While this board celebrates the University’s newfound efforts to publicly discuss race and gender, we ask the administration to remember that these programs are not substitutes for institution-wide change toward a more diverse community. That work will require a years-long commitment to rethinking hiring practices, retooling administrative procedure and constantly re-emphasizing the issue through accountability efforts from the student and faculty bodies.
While diversity, inclusion, prejudice and marginalization have always been keynote topics for speakers at this social justice-centric University, this increased administrative effort likely results from the Ford Hall 2015 movement of last year. Departments and classes have always fostered public discourse on these topics through their own invited speakers, but when students took over the administrative buildings on campus, the administration began sanctioning and organizing its own diversity discussions.
This is not a bad thing, far from it; any administrative efforts to generate greater discourse on key issues should be celebrated, particularly those on such vital topics. We look forward to attending #Brandeis #TheDialogues and hearing community members’ thoughts on race and gender in the workplace, political campaigns and music industry — among other topics.
But the key argument of the Ford Hall 2015 movement was a need to diversify the University itself through hiring more faculty of color and admitting more students of color. Public discourse about diversity’s place in wider society is an irreplaceable portion of achieving this goal — indeed, greater public discourse on race was another goal of Ford Hall — but by no means does public discussion substitute for the administration following through on its own sanctioned ideals.
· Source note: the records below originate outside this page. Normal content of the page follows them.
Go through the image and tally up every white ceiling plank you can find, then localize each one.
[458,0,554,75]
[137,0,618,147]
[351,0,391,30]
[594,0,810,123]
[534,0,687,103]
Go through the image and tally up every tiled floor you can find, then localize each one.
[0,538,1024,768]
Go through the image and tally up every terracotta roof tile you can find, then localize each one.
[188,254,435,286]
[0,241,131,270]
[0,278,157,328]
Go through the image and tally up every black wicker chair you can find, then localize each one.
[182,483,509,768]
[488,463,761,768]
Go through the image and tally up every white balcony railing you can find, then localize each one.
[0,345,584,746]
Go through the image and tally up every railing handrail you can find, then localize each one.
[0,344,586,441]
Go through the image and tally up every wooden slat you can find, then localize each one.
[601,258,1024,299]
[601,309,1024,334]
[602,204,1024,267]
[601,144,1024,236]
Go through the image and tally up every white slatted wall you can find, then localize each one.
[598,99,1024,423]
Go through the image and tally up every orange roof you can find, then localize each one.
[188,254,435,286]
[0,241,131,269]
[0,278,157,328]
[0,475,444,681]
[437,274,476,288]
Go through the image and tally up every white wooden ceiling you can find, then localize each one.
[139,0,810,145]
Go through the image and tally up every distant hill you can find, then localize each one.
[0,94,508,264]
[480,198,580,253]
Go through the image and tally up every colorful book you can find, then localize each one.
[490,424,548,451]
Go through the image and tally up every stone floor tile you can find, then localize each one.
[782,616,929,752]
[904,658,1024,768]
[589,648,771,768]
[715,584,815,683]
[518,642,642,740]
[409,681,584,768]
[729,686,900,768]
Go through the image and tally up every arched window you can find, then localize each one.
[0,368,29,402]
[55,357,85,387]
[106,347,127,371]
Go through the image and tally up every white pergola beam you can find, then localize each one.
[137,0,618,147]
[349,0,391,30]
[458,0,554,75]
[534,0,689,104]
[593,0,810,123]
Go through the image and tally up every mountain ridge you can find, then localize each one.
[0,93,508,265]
It would be impossible for the administration to achieve the more diverse faculty and student body demanded of it in a matter of months; admitted students do not always choose to attend, and faculty job hirings preclude faculty search committees. Moreover, the University needs a CDO to study the issue at Brandeis in detail. But as the passionate student occupiers from Ford Hall 2015 graduate over the next few years, we fear the University may see these goals slowly fade to the background of other priorities.
To this end, the most notable events of the last few weeks are the new BCC hires and student consultancy in the CDO hire. These are just a few moves toward the full work of institutional change, and they set a positive precedent. But myriad other portions of the University require scrutiny on this front, and that scrutiny must come from involved students and faculty refusing to allow the issue to fade.
This board urges the full University community to participate in the forthcoming dialogues and celebrate the new research grants. But also remember to support the new CDO and help centralize their role in administrative bureaucracy, demand and study annual updates on hirings and admittance rates, and keep consistent pressure on the University to address its own institutional issues. Administrators are starting a conversation, which is wonderful, but over the coming years, they have their own role to play in that conversation.